October is Breast Cancer Awareness Month so the month in its entirety is extremely triggering for me because my mum died from stage IV breast cancer. Before my mum was diagnosed with stage IV breast cancer, for me October was simply about pink ribbons and the various gimmicks used to raise awareness. Remember the one where you had to tweet just the colour of your bra with no explanation? That was fun. Then my mum was diagnosed with, and died from, stage IV breast cancer and there has been nothing fun about October since. To make matters worse, after October ends my private countdown to my mum’s anniversary begins in earnest, making Q4 now synonymous with the death of the love of my life.
December 13th
My mum died on December 13, 2017 at 1:10 a.m. and my life has never been the same since then. 2018 was the hardest year of my life as I had to learn how to live in a world where the love of my life no longer exists. I had to get through an agonising year of firsts without my mum – Christmas, New Year’s, her birthday, Mother’s Day, my birthday – each seemingly more unbearable than the last.
Every year since my mum died, I write a letter to her that I post on the blog at 1:10 a.m. In my 2018 letter it was plain to see I was deep in the throes of grief, but with time my grief moved behind other things instead of always being in front of them. As such my 2019 and 2020 letters were less mournful than my 2018 one but the grief is always there because being unmothered wears heavy on the soul.
Christmas Day
December 25th has always been my favourite day of the year but ever since my mum died 12 days before Christmas the holiday season became sooo fucking hard. To make matters worse, my mum was buried on December 23rd meaning less than 48 hours passed before I experienced my first Christmas without the love of my life. It has been three years since my mum died but the holidays are still sooo painful because as Franscina wrote in this post:

While those may be the six standout days on my private calendar of grief, they are ironically easier to bear than the random days because with time I have learnt coping skills for the standout days. It massively helps that I know they are coming so I can prepare, both mentally and emotionally, to survive those days.
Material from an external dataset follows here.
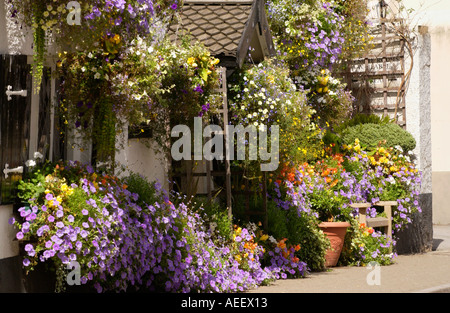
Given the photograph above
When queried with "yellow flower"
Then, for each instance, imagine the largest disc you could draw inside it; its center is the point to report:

But what happens on the days I receive some really good news and I want to share it with my mum before anyone else? And what about the days when life is kicking me in the balls and I just want my mum to hug me and reassure me that everything is going to be okay? Or the days when my boyfriend and I are talking about our future and I get reminded, for the millionth time, that my mother will never meet her future son-in-law. She will not be present on our wedding day. She will never know her grandchildren. Those days, the ones I could not have foreseen, are the ones where my grief threatens to make me its bitch because how the fuck can I prepare for something I cannot see coming?
To be unmothered is to live the rest of your life without the one person who will love you like no one else ever will. To be unmothered is to hear everyone else in your life talk about their mums, whether in passing or in detail, and know that the only stories you can contribute to such conversations are in past tense. To be unmothered is to do everything you can to stay connected to your mother and her memory, then be heartbroken when you start to forget things like her voice or her laugh. To be unmothered is to find a way to exist in a world without the person whose body was your very first home in this world.
Today’s post goes out to my siblings, Adelle and her sisters Anna and Amanda, my friends Mumo, Nyawira and Xtatic, my readers Frankie, Miriam, Mucabwa and Aymarose, and everyone else who, like us, is part of The Unmothered Club.